The three forborne payments of Principal and Interest totaling $6,000, plus any advances made by Malia’s servicer on her behalf (typically to pay for taxes or insurance if there are insufficient funds in the escrow account), and any other fees authorized by Malia’s mortgage documents, would be deferred. The escrow account will be short by $600, or 3 times the tax and insurance portion of Malia’s monthly payment (an “escrow account shortage”). If the servicer did not advance funds to pay taxes or insurance for Malia’s home, the Tax and Insurance portion of Malia’s monthly payment is not part of the total deferred amount. This escrow account shortage will be handled in the usual way based on Real Estate Settlement Procedures Act (RESPA) requirements which allow shortages to be spread over a number of months. If this occurs it would increase Malia’s post-forbearance monthly payment amount, even with a deferral. Malia’s Servicer will work with her to ensure this new monthly payment amount will be affordable. Interest will not be charged on the total past-due amounts to be deferred.

 

Q: If I have or had a COVID-related forbearance, am I eligible for a refinance or new purchase money loan?

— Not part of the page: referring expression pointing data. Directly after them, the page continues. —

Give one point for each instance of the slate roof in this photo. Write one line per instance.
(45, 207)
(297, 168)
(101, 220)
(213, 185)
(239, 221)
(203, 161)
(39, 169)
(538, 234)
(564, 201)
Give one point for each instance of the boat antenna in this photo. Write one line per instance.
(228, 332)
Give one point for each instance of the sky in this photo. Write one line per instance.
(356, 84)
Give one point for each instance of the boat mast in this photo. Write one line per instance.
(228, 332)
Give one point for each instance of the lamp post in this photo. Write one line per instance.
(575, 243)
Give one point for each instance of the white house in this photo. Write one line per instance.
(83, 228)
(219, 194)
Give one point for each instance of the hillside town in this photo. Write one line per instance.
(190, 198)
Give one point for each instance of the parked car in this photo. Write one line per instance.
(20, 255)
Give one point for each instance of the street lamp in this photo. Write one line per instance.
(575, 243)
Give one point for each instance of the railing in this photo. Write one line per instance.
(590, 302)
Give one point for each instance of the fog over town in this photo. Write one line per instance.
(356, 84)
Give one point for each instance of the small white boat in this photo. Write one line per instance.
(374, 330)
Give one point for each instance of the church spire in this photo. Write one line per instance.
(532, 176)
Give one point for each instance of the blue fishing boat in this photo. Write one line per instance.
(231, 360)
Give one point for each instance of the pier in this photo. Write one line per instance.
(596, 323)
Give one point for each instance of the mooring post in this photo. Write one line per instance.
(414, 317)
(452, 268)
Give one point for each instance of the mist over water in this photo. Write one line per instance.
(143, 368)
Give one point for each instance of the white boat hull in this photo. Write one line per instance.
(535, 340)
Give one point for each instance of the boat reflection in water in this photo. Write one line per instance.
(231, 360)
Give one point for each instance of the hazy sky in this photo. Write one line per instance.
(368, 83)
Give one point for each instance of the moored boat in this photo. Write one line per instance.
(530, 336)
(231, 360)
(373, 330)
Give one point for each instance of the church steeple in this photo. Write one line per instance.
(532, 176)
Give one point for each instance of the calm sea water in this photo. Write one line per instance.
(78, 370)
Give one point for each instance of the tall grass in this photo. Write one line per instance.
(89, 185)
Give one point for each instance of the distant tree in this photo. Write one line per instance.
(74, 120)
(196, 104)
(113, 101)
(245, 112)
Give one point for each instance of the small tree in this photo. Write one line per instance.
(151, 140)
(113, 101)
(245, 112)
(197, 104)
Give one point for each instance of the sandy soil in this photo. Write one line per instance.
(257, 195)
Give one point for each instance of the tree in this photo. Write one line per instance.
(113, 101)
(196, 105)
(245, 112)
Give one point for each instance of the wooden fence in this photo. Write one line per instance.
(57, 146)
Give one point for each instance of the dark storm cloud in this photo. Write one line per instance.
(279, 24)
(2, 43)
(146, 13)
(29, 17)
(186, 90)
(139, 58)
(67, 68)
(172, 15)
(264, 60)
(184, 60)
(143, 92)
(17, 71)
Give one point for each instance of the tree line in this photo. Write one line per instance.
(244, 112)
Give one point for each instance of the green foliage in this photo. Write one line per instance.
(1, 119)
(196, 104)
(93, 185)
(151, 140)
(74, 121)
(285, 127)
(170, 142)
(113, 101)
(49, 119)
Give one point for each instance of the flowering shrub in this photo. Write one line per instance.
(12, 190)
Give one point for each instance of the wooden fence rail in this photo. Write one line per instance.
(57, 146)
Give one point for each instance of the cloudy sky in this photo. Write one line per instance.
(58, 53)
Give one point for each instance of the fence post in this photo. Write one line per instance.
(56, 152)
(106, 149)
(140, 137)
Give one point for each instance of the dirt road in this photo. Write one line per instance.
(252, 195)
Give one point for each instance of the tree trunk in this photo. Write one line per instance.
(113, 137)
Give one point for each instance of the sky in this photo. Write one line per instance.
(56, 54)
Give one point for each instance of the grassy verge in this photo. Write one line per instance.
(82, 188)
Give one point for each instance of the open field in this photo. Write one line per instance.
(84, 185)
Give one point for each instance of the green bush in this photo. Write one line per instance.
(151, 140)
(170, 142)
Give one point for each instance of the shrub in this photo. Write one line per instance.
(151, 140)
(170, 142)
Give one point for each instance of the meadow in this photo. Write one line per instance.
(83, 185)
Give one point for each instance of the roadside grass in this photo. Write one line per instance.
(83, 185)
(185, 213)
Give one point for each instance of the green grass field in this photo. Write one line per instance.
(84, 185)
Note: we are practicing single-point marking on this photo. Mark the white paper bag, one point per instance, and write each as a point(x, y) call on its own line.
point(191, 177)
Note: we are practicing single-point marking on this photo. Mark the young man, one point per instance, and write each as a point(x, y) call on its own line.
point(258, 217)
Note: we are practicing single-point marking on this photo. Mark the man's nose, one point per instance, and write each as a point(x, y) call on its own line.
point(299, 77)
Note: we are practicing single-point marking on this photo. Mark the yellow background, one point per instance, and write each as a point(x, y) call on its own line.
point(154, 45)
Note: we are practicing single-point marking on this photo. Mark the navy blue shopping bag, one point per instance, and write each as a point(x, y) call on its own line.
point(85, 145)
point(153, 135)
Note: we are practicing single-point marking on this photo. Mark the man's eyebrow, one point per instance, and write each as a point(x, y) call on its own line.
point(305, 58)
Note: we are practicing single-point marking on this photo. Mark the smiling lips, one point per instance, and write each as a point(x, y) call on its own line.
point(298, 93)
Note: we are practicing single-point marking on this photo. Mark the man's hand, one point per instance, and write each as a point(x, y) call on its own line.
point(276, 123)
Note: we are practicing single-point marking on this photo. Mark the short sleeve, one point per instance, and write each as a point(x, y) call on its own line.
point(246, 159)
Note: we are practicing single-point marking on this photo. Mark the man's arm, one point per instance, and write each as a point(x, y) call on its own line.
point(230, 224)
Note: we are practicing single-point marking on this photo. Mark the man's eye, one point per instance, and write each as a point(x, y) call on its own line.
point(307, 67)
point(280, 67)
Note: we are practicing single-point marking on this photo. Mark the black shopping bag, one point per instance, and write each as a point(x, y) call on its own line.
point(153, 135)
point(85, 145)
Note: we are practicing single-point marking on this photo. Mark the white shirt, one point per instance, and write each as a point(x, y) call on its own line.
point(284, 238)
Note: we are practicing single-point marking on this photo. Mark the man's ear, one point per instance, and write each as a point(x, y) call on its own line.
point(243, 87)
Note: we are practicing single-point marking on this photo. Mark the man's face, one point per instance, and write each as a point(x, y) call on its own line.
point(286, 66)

It depends. Some investors (such as Fannie Mae or Freddie Mac) will allow Borrowers to refinance or buy a new home if they are current on their mortgage (i.e. in forbearance but continued to make their mortgage payments or reinstated their mortgage). Some Borrowers may also be eligible to refinance or buy a new home three months after their forbearance ends and they have made three consecutive payments under their repayment plan, or payment deferral option or loan modification. Please work with your lender to determine your eligibility for these investor programs.